Hey, when he said "a researcher from Mars," did you think he meant the candy-bar company? I did. I once talked with a commodity analyst from Mars, who described the trouble they go to to get the best prices for cocoa. They choose a currency to use, and they have to shop in secret, because if Mars buys chocolate, everybody in the world knows where the best deal is, and then they'll all buy there, and the price will go up... Figure if they save one tenth of one percent buying cocoa, they buy so much it turns into millions of dollars.
We don't usually think about our lives in terms of the government influencing what we buy. You need to eat, you go to the store, you buy what they sell. I was behind a guy in line yesterday at Safeway who had about a hundred little juice containers for his kids. And I was thinking, I bet there's no actual juice in that liquid at all. His poor kids are getting some kind of processed, Nutrasweet-flavored fluid, and that's what their little bones and brains are going to be made out of. How can that be good?
If there was real juice on the shelf, would he have bought it? Probably not, because it would've cost five times as much. But if it was the same price, he would, I'll bet.
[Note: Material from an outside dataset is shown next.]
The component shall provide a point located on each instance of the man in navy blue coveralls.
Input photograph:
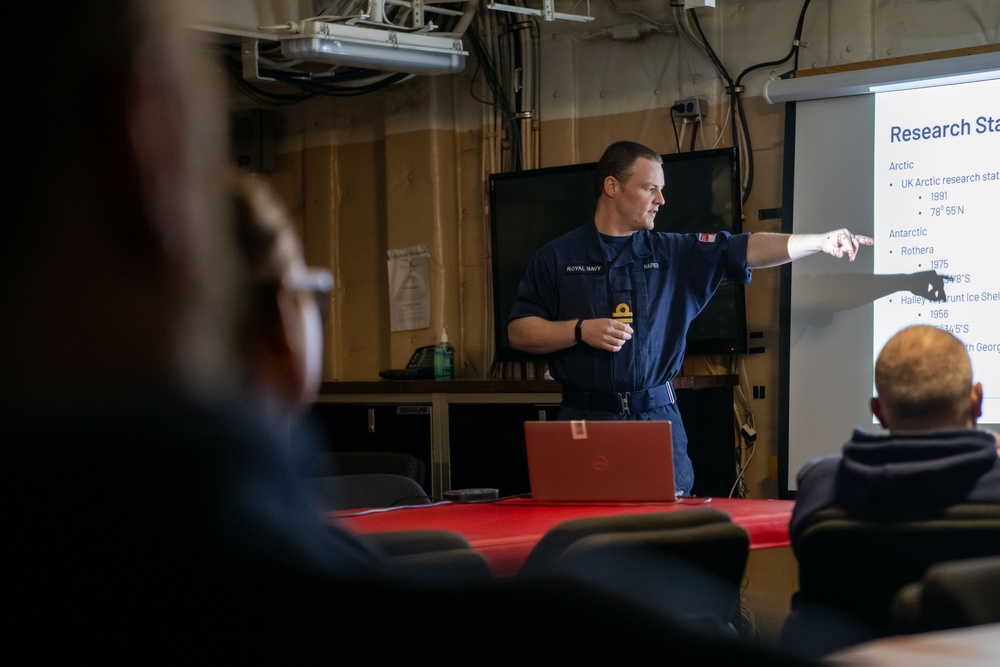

There's a bunch more to this article, you might want to follow the link.
2 Comments:
I agree with your theory about the way people eat.I live in Cardiff which is a very cosmopolitan city and I have noticed that those of other nationalities buy their food locally and daily and it tends to be fresh vegetables and pulses and not in masses of plastic packaging.Whilst we seem to have many campaigns to fight obesity the girth of the population seems to be growing.
Here vegetables can be quite expensive and I can understand why low income families may buy stodge to fill up their children.However, I am a vegetarian and I personally find it cheaper feeding my family with just vegetables but then I am able to cook meals from scratch.Lots of young people have no idea how to cook and so they buy convenience food which is more expensive.However I think young people from other nationalities are more likely to learn to cook within the home.I think cooking lessons for everyone would help the situation.I am grateful that my mother taught me to cook.
A suprisingly good post, Jim. The government's intervention in the economy appears to be detrimental to the health of the citizens. The traditional rationale for this is that the nation should be self-suffient in producing food for national security purpose. Still, we could wiser in what choose to encourage.
One contradiction:
You complain about the government making corn cheaper then complain about ethanol development making it too expensive.